Melancholia was a reason; so was mental derangement caused by domestic problems. In February 1816 an unnamed 12 year old girl of Smithfield tied lead weights to her feet and hanged herself after a disagreement with parents-it was a “rash act” and “melancholy incident” A women called Fane, wife of an aging watchmen, had drowned herself after a marital disagreement, leaving her shoes on the bank and putting her silver snuff box in a place where it could be found. Even when there was such a degree of planning, mental derangement was always the reason and “lunacy” was the cause of death, not “felo de se”

It was clearly seen that people took their own lives from economic distress. Mr Hollingsdale of Chailey, Sussex was last seen tending to the cattle that were about to be sold to pay his rent and tithe debts. He, like most regency suicides recognised as such, hanged himself. Richard Bishop of Exeter “put a period to his own existence” in old age, having encouraged others to make unsuccessful investments.

There were some dissenting voices. In September 1816, the Cumberland Pacquet newspaper referred to suicide as a crime that condemed the bereaved family to torment on earth and the deceased to torment in the afterlife. On the 15th August, a person with the pen name “HUMANITAS” wrote to the “Morning Post” bemoaning the number of “lunacy” judgements in coroner’s courts , which were clearly designed to save people’s feelings and protect inheritance rights. Without any irony at all, HUMANITAS commented that this had all gone too far, in an era of “ universal benevolence and philanthropy “ he believed that the reapplication of the proper judgement would reduce suicides; if this was not possible, perhaps the bodies could be dissected rather than buried at the crossroads in an unmarked grave? A slightly more constructive suggestion was the banning of arsenic; HUMANITAS claimed that the use of poison was under-reported as a method of suicide, and this may well have been the case

Two cases show the differing attitude towards the subject. In November 1816, the coroner gave a erdict of “felo de se” on a criminal called Brook who was  never favoured with a first name. He had been apprehended during a robbery of a tallow chandler named Thompson and placed in the black hole of St James Watch House. Despite being handcuffed he had managed to strangle himself with his handkerchief

He was buried at two in the morning in unconsecrated ground in Bridle Lane, near Great Pulteney Street. However, this was not the end of it

image002

Another sad example was the suicide of Mr C Bradburn in February 1816. He had attended a masquerade at the Argyle Rooms in Regent Street. He met a women of new acquaintance there and was about to take her home when two men, Wallace and Andrews,  jumped into the coach. They went together to a hotel and Bradburn took up the invitation to play dice for champagne and claret that could be given to the young lady, who seemed to know the other men well. Gambling for drink turned to gambling for money; Bradburn won at first but found himself with loses of £2000. When the men arrived at his address a few days later, armed and noisy, Bradburn blew his brains out in a state of mental derangement. He was found insane. His fortune and reputation were saved.
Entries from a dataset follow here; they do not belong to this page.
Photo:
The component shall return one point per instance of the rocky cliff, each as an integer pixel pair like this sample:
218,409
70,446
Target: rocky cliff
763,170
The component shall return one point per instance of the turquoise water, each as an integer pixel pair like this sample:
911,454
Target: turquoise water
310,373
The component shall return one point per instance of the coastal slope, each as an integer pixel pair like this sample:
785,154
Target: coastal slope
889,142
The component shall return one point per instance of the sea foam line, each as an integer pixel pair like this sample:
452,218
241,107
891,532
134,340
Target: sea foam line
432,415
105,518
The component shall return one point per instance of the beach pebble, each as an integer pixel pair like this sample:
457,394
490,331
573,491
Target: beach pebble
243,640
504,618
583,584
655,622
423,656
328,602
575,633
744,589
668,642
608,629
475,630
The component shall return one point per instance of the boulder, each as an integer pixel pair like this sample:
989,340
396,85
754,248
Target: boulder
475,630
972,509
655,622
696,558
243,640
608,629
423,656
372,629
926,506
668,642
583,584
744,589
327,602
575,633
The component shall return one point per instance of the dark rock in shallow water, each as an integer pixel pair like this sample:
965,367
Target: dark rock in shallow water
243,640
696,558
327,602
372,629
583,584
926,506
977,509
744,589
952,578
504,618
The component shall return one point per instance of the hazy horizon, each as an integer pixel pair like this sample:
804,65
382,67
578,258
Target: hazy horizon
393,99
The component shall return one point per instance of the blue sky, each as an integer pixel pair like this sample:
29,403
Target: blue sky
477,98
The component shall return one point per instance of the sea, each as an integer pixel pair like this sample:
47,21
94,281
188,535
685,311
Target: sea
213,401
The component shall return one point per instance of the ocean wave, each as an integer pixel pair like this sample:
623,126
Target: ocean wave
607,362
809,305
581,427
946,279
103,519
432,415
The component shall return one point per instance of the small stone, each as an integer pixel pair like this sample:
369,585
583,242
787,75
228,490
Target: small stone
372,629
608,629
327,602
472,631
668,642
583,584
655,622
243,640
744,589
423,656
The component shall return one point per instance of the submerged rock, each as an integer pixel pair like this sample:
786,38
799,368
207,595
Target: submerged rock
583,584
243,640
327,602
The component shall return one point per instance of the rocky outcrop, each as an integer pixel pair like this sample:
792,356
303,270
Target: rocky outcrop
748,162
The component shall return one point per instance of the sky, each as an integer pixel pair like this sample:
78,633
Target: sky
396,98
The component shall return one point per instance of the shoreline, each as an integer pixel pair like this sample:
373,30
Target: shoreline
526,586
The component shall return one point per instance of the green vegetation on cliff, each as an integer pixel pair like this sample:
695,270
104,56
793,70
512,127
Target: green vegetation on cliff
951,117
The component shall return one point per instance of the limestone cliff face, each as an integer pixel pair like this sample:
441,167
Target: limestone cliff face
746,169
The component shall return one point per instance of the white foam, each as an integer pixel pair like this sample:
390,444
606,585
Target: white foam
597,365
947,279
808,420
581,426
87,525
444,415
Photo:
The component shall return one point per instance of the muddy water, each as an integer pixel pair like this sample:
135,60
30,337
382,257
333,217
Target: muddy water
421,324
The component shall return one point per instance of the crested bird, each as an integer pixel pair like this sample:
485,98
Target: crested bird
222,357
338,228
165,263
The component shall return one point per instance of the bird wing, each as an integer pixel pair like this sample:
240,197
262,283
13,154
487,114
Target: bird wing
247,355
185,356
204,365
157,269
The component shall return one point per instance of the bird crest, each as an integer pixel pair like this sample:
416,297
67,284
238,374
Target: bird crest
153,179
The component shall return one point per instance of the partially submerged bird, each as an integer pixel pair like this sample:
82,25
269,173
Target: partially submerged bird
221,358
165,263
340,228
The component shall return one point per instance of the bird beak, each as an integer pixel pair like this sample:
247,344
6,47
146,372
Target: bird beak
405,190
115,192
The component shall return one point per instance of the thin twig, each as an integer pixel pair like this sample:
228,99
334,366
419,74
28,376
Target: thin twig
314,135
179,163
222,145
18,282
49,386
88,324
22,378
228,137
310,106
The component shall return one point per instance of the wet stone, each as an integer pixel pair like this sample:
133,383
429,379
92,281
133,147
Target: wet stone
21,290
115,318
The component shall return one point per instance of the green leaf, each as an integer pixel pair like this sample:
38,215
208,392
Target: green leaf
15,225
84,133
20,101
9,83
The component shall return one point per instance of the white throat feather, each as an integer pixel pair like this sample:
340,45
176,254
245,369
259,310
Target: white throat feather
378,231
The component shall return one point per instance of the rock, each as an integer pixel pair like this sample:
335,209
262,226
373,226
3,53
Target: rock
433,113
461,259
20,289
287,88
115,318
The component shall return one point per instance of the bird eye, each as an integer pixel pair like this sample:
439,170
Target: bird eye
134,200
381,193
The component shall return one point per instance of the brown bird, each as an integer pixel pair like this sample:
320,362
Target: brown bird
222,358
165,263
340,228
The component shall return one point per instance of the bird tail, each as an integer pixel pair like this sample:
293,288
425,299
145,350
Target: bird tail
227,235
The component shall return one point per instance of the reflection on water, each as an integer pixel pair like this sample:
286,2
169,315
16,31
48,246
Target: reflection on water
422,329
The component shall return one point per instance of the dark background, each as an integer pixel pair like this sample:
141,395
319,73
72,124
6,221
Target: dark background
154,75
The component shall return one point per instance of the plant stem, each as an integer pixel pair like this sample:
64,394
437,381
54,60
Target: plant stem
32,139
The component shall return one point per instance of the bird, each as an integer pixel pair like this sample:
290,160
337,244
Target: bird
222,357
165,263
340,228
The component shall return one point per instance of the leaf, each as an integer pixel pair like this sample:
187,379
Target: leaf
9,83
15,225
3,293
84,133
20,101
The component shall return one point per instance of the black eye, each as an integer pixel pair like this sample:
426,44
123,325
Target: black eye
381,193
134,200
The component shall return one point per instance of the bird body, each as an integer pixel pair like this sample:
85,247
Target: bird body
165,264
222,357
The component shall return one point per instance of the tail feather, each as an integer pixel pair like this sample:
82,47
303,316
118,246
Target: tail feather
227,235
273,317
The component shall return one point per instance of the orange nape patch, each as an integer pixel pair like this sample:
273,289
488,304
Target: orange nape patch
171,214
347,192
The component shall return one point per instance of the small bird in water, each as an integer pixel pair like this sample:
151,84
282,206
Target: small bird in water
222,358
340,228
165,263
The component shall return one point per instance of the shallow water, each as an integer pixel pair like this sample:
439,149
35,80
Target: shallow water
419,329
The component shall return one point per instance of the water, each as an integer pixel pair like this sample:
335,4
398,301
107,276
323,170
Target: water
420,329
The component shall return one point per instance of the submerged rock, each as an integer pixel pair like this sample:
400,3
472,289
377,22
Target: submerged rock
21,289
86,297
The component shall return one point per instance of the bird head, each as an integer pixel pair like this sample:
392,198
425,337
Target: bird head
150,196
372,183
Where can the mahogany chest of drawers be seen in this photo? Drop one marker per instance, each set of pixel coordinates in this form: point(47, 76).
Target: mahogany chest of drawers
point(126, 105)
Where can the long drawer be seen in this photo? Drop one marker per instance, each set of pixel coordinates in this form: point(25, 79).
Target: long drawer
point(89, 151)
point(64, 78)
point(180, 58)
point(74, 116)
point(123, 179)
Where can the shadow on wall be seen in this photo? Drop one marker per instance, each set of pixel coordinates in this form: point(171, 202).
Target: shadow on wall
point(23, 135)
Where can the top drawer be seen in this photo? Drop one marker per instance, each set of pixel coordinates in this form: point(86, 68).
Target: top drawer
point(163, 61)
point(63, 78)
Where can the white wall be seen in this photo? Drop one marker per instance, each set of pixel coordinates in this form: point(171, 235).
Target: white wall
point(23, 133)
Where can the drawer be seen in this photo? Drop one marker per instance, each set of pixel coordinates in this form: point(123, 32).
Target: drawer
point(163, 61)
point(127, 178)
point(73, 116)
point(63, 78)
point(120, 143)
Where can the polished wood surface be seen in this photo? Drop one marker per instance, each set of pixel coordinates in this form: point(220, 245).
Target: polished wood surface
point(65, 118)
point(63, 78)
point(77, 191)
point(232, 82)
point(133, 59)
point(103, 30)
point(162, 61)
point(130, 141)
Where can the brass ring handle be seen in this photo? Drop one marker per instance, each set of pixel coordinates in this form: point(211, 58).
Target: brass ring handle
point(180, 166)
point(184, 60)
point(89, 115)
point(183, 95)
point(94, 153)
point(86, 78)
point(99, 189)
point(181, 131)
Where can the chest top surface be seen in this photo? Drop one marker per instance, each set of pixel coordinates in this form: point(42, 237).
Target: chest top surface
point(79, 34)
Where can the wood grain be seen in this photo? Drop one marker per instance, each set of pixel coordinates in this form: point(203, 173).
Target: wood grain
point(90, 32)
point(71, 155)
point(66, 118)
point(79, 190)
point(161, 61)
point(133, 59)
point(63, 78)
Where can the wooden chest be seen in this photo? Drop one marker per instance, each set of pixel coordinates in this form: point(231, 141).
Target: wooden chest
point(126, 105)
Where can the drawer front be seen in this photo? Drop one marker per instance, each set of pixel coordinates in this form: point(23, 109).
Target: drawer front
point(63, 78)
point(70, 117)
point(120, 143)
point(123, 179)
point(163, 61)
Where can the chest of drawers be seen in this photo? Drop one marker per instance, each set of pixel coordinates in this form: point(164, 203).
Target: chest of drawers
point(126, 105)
Not everybody agreed. A letter to the paper pointed out the problem. The Argyle rooms were the haunt of prostitutes. The strumpet and the gamblers were in cahoots. Why did Bradburn use somebody else’s dice? The writer went on to say that. If Bradburn was mad, then he was mad at the very beginning of the process in showing his appalling judgement!

This uncharitable view excepted, the late Regency had an attitude to suicide that was clearly the result of the Enlightenment and looks quite familiar  today!